HSR was defined as any cellular or antibody‐mediated graft rejection resulting in significant allograft dysfunction or hemodynamic instability.
Long‐Term Outcomes
We found a higher mortality 1 year after HT among vasoplegic patients (16% versus 4%; P=0.045). After a mean follow‐up of 4 years after HT, all‐cause mortality occurred in 28% of patients who developed vasoplegia compared with 6% of patients who did not develop vasoplegia following HT (unadjusted hazard ratio [HR]: 5.2; 95% CI, 1.7–19.3; P=0.003; Figure 1). We did not identify differences in risk of acute cellular, antibody‐mediated, and hemodynamically significant rejection at 1 year after HT. Furthermore, no differences in allograft function, rates of cytomegalovirus and Epstein‐Barr virus infection, and cardiac allograft vasculopathy were observed at 1 year after HT. However, creatinine was significantly higher (1.6±0.6 versus 1.3±0.4 mg/dL; P=0.02), and estimated glomerular filtration rate was lower (51 versus 60 mL/min per 1.73 m2; P=0.041) among patients with vasoplegia at 1 year of follow‐up.
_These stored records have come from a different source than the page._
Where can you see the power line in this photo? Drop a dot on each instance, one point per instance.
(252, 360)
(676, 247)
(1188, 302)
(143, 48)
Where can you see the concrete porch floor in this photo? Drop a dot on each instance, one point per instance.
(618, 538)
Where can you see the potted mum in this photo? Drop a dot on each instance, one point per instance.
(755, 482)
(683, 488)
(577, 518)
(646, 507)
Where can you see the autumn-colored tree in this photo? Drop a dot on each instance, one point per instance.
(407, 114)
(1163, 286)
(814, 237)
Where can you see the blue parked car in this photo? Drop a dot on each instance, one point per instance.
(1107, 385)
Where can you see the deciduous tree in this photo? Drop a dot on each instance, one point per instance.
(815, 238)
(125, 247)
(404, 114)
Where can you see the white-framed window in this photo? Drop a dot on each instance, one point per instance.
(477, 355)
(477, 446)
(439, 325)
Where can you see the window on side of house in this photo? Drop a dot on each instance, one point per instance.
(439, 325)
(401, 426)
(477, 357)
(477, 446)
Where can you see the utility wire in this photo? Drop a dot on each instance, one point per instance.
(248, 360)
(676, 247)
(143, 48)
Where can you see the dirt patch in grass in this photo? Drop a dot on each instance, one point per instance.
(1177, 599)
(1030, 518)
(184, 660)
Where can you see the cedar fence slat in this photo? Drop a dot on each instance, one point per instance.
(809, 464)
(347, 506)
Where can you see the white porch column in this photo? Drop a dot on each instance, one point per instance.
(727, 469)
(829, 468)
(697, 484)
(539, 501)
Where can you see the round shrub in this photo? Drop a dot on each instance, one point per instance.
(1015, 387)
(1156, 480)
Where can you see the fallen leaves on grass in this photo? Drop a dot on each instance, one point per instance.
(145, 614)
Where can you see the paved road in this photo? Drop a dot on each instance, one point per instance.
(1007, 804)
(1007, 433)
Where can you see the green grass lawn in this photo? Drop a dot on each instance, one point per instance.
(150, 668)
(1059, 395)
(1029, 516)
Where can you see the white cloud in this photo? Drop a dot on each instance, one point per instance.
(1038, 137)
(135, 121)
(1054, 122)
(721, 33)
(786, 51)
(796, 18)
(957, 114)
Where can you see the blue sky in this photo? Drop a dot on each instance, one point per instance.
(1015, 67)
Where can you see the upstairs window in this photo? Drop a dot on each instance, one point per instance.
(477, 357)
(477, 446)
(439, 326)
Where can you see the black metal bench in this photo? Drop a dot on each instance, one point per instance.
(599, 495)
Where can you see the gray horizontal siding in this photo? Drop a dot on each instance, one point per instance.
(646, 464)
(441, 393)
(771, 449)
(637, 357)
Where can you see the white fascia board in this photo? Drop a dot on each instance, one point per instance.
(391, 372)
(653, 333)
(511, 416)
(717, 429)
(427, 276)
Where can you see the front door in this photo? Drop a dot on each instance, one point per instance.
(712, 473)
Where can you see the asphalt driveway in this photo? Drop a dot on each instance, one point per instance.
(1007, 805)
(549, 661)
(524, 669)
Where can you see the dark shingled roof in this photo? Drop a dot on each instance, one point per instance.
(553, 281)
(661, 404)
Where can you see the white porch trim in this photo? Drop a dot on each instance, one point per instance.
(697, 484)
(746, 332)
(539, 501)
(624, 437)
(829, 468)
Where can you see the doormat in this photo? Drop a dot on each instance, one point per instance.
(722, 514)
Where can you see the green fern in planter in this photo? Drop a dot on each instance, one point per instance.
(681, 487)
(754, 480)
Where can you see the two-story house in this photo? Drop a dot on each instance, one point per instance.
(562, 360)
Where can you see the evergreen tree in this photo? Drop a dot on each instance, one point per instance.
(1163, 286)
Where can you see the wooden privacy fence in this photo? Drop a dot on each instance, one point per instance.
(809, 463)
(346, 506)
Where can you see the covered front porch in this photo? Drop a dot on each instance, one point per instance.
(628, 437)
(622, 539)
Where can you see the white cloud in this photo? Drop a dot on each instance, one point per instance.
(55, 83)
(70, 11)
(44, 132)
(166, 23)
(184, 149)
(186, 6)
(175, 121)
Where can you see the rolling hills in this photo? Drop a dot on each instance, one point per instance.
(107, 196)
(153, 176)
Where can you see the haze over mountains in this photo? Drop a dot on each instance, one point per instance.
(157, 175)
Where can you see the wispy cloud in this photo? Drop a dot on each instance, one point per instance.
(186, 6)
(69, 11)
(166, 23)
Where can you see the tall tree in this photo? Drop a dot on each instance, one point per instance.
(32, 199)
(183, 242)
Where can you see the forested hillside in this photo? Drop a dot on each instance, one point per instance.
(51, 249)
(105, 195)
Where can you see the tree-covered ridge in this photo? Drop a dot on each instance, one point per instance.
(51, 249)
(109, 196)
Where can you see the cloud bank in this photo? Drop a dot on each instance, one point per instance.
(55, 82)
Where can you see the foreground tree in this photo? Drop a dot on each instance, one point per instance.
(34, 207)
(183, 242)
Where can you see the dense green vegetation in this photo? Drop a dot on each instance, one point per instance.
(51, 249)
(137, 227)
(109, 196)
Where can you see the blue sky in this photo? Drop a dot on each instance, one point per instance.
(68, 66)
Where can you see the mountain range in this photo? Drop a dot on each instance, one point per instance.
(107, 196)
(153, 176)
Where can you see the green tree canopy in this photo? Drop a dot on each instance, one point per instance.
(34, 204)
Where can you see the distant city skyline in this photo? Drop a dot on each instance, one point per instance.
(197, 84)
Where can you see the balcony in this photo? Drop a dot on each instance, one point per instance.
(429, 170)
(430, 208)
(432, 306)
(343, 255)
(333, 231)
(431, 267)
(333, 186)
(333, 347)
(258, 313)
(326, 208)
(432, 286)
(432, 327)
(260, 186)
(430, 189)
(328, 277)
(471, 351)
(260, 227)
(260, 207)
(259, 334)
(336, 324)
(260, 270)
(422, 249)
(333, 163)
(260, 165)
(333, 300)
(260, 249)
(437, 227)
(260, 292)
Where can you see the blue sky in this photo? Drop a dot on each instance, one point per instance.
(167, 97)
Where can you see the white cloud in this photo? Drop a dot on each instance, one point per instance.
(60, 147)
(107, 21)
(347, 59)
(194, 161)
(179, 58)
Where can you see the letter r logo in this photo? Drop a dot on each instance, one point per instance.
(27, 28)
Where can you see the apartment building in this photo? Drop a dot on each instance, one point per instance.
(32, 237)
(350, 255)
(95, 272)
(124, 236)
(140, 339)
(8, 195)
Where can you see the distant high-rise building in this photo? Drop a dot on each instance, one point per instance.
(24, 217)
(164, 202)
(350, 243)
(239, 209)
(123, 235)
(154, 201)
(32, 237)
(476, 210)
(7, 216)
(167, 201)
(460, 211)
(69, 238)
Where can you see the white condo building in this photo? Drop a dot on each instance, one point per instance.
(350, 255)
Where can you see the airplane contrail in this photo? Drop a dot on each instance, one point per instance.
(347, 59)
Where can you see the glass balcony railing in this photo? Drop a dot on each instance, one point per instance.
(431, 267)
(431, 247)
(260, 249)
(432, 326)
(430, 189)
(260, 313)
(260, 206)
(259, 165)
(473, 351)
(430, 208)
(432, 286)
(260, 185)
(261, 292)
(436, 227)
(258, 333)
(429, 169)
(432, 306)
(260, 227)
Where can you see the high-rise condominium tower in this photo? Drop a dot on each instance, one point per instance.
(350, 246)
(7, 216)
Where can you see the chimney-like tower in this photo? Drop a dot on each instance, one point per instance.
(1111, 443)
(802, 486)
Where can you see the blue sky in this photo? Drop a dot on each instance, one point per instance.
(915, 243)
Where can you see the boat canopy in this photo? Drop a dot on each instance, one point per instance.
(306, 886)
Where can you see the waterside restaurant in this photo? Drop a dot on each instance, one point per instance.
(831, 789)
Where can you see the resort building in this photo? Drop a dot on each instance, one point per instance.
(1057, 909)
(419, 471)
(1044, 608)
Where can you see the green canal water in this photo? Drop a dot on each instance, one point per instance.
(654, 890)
Cox regression analysis, with adjustment for recipient age, sex, Charlson comorbidity index, combined organ transplantation, and length of LVAD support, identified vasoplegia as an independent predictor of long‐term mortality (adjusted HR: 4.1; 95% CI, 1.2–14.5; P=0.020) after a mean follow‐up time of 4 years after HT.
Figure 1.

Kaplan–Meier estimates of survival after heart transplantation (HT) among patients bridged with a left ventricular assist device, comparing patients with and without vasoplegia after HT (P=0.003 by log‐rank test). Survival rates in the nonvasoplegic vs vasoplegic groups, respectively, were 96% (95% CI, 93.2–98.8%) vs 84% (95% CI, 78.4–89.6%) at 1 year and 94% (95% CI, 90.6–97.4%) vs 64% (95% CI, 52.8–75.2%) at 5 years.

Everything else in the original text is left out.